Dallas — No longer new to the DFW theatrical community, TeCO Theatrical Productions’ playwriting festival, Down for #TheCount Women’s Theatre Festival: A Celebration of Female Voices, is directed this season by Phyllis Cicero. Maintaining Teresa Coleman Wash’s commitment to featuring female playwrights, the one-act play festival presents the works of six local and national female playwrights (alphabetically): Maryam Obaidullah Baig, Kristiana Rae Colón, Katherine Craft, Tsehaye Geralyn Hebért, Linda Jones and Ife Olujobi.
DIY by Katherine Craft peers into the friendship of two girls during a crisis. Rory (Haley Thomas) notices Elena (Ashley B. Jones) has become a little remote. Rory will not accept this and keeps questioning her. She pushes into Elena’s home while mother Linda (Ash’lee L’Oreal Davis) is out, pressing and digging until she stumbles across a prescription in Elena’s name. Cornered, Elena finally reveals her secret, one that appears to have only two options—bad and worse.
Ife Olujobi deliciously blasts into self-appreciation, identity politics, the objectification of women and femaleness with Interdisciplinary. It is a play about a performance art piece by a female figure (Jamila Marie) who is being critiqued by two professors (Kenne Earl and Tucker Souther). The men engage in what they purport to be intellectual discourse while the performer remains silent, even in the presence of female observers (Lulu Ward and Ash’lee L’Oreal Davis). Male privilege affords the professors the option of selecting the parts of femaleness they will accept, as if discarding the unworthy petals from a rose.
Maryam Obaidullah Baig’s Jo Chako Tum (Whatever You Want) stirs a surrealistic tale of unexpected characters, from a redneck grandpa to a Scheherazade inspiration and a son who plays rhubarb like a rockstar and was raised underground. They are all present to frame the granddaughter’s untold story: Granddad M (Kenne Earl), Barny (Haley Thomas), Aliya (Lulu Ward), Lalita (Ashley B. Jones), Mahrukh (Ash’lee L’Oreal Davis) and Narrators Tucker Souther and Lulu Ward.

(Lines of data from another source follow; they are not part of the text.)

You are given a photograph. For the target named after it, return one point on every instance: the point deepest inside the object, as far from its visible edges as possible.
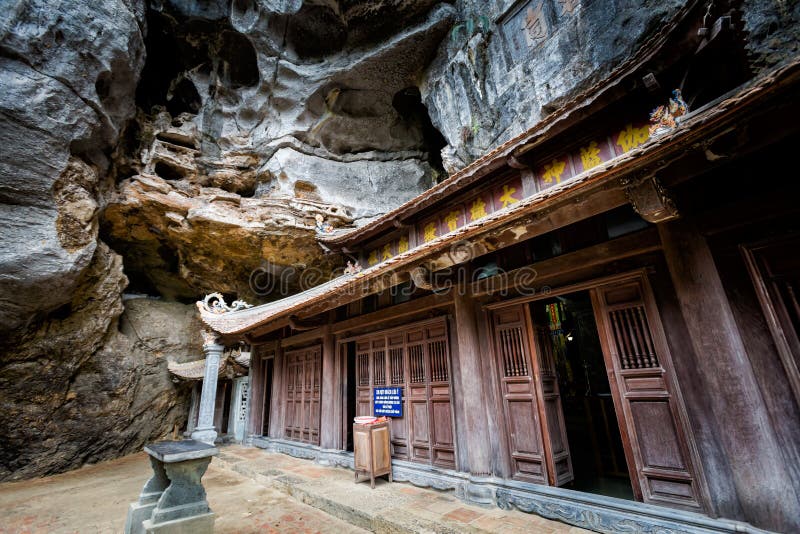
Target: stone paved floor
(251, 490)
(390, 507)
(95, 500)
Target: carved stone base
(137, 514)
(206, 435)
(199, 524)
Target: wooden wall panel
(416, 358)
(303, 394)
(653, 422)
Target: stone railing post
(205, 430)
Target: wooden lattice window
(416, 363)
(632, 338)
(379, 368)
(363, 368)
(438, 355)
(396, 365)
(511, 348)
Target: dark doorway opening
(595, 443)
(268, 368)
(226, 407)
(351, 395)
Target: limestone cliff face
(172, 147)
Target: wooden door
(303, 373)
(417, 358)
(532, 411)
(662, 461)
(551, 412)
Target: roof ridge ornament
(215, 303)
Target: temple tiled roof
(566, 115)
(722, 113)
(195, 370)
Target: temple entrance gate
(303, 385)
(647, 406)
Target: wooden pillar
(766, 494)
(277, 410)
(256, 397)
(470, 386)
(330, 424)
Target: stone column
(205, 430)
(471, 374)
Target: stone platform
(390, 507)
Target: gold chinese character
(590, 156)
(430, 232)
(452, 220)
(632, 137)
(534, 25)
(403, 245)
(477, 209)
(507, 199)
(553, 171)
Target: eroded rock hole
(315, 31)
(184, 98)
(168, 172)
(240, 62)
(408, 104)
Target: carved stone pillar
(205, 430)
(469, 362)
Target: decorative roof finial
(215, 303)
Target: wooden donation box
(371, 450)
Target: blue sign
(388, 401)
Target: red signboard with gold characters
(553, 170)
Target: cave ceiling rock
(186, 239)
(69, 74)
(329, 105)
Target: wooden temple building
(597, 321)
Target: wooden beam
(393, 313)
(616, 249)
(651, 200)
(566, 212)
(305, 337)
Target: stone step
(389, 508)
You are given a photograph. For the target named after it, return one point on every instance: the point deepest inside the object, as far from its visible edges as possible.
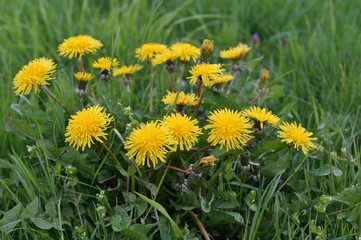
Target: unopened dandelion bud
(207, 48)
(264, 75)
(208, 162)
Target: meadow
(270, 190)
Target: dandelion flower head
(206, 72)
(185, 51)
(148, 51)
(127, 70)
(87, 125)
(105, 63)
(36, 73)
(235, 53)
(180, 98)
(149, 144)
(228, 129)
(297, 136)
(222, 79)
(164, 56)
(261, 116)
(184, 129)
(78, 46)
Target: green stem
(199, 100)
(116, 161)
(151, 88)
(47, 91)
(81, 65)
(180, 79)
(200, 225)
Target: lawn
(233, 176)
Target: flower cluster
(151, 143)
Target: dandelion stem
(189, 171)
(178, 170)
(172, 81)
(233, 80)
(260, 92)
(76, 204)
(47, 91)
(80, 60)
(151, 88)
(117, 163)
(200, 99)
(200, 225)
(180, 78)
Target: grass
(312, 51)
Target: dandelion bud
(208, 162)
(207, 48)
(264, 75)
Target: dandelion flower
(127, 70)
(148, 51)
(185, 51)
(36, 73)
(83, 76)
(184, 129)
(297, 136)
(78, 46)
(105, 63)
(261, 116)
(150, 144)
(86, 125)
(180, 98)
(165, 56)
(235, 53)
(222, 79)
(228, 128)
(208, 162)
(206, 72)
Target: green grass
(315, 80)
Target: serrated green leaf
(326, 170)
(10, 219)
(206, 206)
(349, 196)
(162, 210)
(31, 209)
(45, 224)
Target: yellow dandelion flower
(222, 79)
(206, 72)
(185, 51)
(127, 70)
(78, 46)
(180, 98)
(105, 63)
(235, 53)
(261, 116)
(148, 51)
(36, 73)
(228, 128)
(86, 125)
(150, 144)
(164, 56)
(184, 129)
(208, 162)
(297, 136)
(83, 77)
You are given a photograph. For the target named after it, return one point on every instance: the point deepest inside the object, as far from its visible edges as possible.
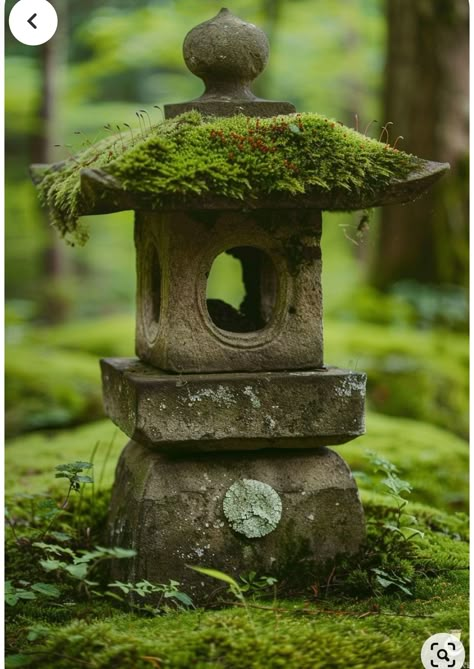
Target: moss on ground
(236, 157)
(340, 627)
(314, 632)
(53, 376)
(49, 387)
(422, 375)
(435, 461)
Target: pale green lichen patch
(253, 508)
(238, 157)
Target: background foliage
(68, 306)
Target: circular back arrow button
(30, 21)
(33, 22)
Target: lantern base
(289, 514)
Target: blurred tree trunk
(426, 97)
(53, 307)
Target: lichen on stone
(252, 508)
(238, 157)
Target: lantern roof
(229, 149)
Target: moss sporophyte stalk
(238, 157)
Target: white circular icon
(33, 22)
(443, 651)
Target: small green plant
(253, 584)
(28, 591)
(400, 525)
(64, 561)
(144, 589)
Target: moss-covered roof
(194, 161)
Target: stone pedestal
(281, 513)
(233, 411)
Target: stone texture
(233, 411)
(227, 54)
(170, 510)
(175, 253)
(105, 194)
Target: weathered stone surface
(171, 511)
(233, 411)
(105, 194)
(227, 54)
(175, 252)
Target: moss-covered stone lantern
(230, 411)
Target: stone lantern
(230, 412)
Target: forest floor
(375, 610)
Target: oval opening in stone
(242, 289)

In I Get the Blues, Sometimes I Do, Tsehaye Geralyn Hebért tackles privilege in another common form—cultural appropriation. If Colleen Finney (Lulu Ward) refuses to understand cultural appropriation, how will she ever understand the blues? This is what frustrates her friend Stephanie Carter (Feleceia Benton) and threatens their friendship. What Colleen sees as a learning opportunity is for Stephanie a taking of her stories which are part of her identity.
Thousands of young black girls grew up hearing those words from their mothers, words that some interpret as a reference to beauty. In Linda Jones’ one-woman piece The Sound, Woman (Feleceia Benton) discovers that hair is for her, a source of strength and key to survival is unexpected, powerful, and hot in a sizzling hair kind of way. “A woman’s hair is her crown and glory,” she says.
“Water is our body, water is our soul.” Voltaire (Ash’lee L’Oreal Davis), Rabbit (Ashley B. Jones), Yansa (Jamila Marie) and Mika (Haley Thomas) come together on the eve of inauguration to engage in a ritual they believe will protect them. They are discovered by Roger (Tucker Souther). Kristiana Rae Colón’s lyricism drives Covenant, which flows poetically.
Each play benefits from a committed ensemble of actors who bring the right amount of verve to the works. Feleceia Bennett, Lulu Ward and Jamila Marie are standouts. Cicero has arranged the plays in a conversational manner, each responding to and engaging with the one before. We are introduced to female characters who do not ask permission to claim space for their stories. Down for #theCount succeeds, strengthening with each new cycle.